The Winchester Police Department has been rocked by scandal for months. Witherbee resigned suddenly in December of 2020, waving her two-week’s notice and asking for an exit interview with the town’s board of selectmen.
In January of 2021, Winchester Chief Mike Tollett, did not have his contract renewed by selectmen in a surprise move. The reason for his ouster in Winchester is still not known. He briefly took the position as chief in nearby Harrisville before quitting and moving to Florida to work at Disney World.
Former Winchester Police Officer Kevin Martel was named on the state’s public Exculpatory Evidence Schedule earlier this year, the so-called Laurie List for officers with credibility problems. This year, Officer Joshua Edson agreed to give up his police certification after the New Hampshire Attorney General’s Office investigation found probable cause to charge him with witness tampering. He is also on the Laurie List.

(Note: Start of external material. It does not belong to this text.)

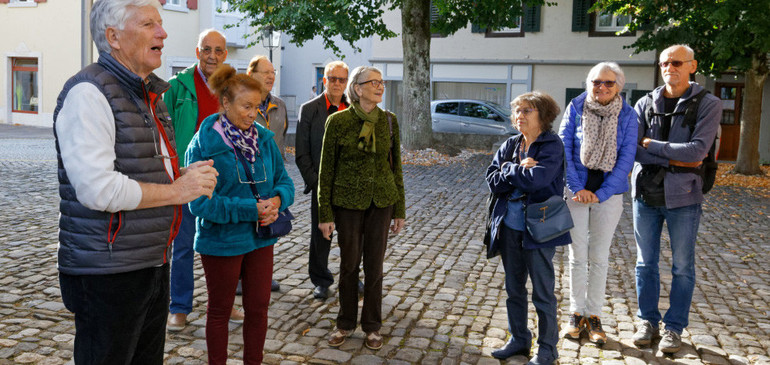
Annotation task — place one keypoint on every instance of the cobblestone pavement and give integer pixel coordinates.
(443, 300)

New Chief Erik Josephson added Lt. James Fisher to the Laurie List for his alleged role in covering up the reason for Edson’s suspension, though Josephson’s attempts to fire Fisher have so far not succeeded.
Josephson did remove Officer Kristopher Fox after he failed to appear in court for three criminal trials.
After her case was dismissed, Pelliccia pleaded with anyone who would listen to get her case investigated. Finally, she sent a letter to the district court, which prompted Faulkner’s review.
In January of this year, Philbrick went to Jaffrey police to claim Acres had been sending her threatening messages. Philbrick claimed that she received the messages within Jaffrey. LeBlanc’s investigation, however, quickly found that Philbrick’s story did not add up.
He checked the app data and IP address data and found that the account that was sending the threatening messages to Philbrick was registered to her email address. He also determined that the messages were sent from Jaffrey and Winchester. After talking to Acres and Pelliccia, LeBlanc determined that Philbrick was making a false report, something she denied.
“She continued to deny sending the messages herself, claiming her account was hacked and someone was setting her up,” LeBlanc wrote. “Despite an explanation of the evidence against her, she denied sending the messages herself.”
Philbrick’s attorney, New Hampshire Public Defender Sarah Carter, did not respond to multiple requests for comment. Philbrick’s phone number listed in the court records is no longer active.
The Jaffrey case is currently scheduled for an August competency evaluation.
Pelliccia said that she has been told police will not seek any charges in the 2020 case. Instead, Pelliccia has been advised to file a lawsuit against the Winchester Police Department, but that’s not the justice she is seeking.
“Money was never important to me, it was accountability,” she said.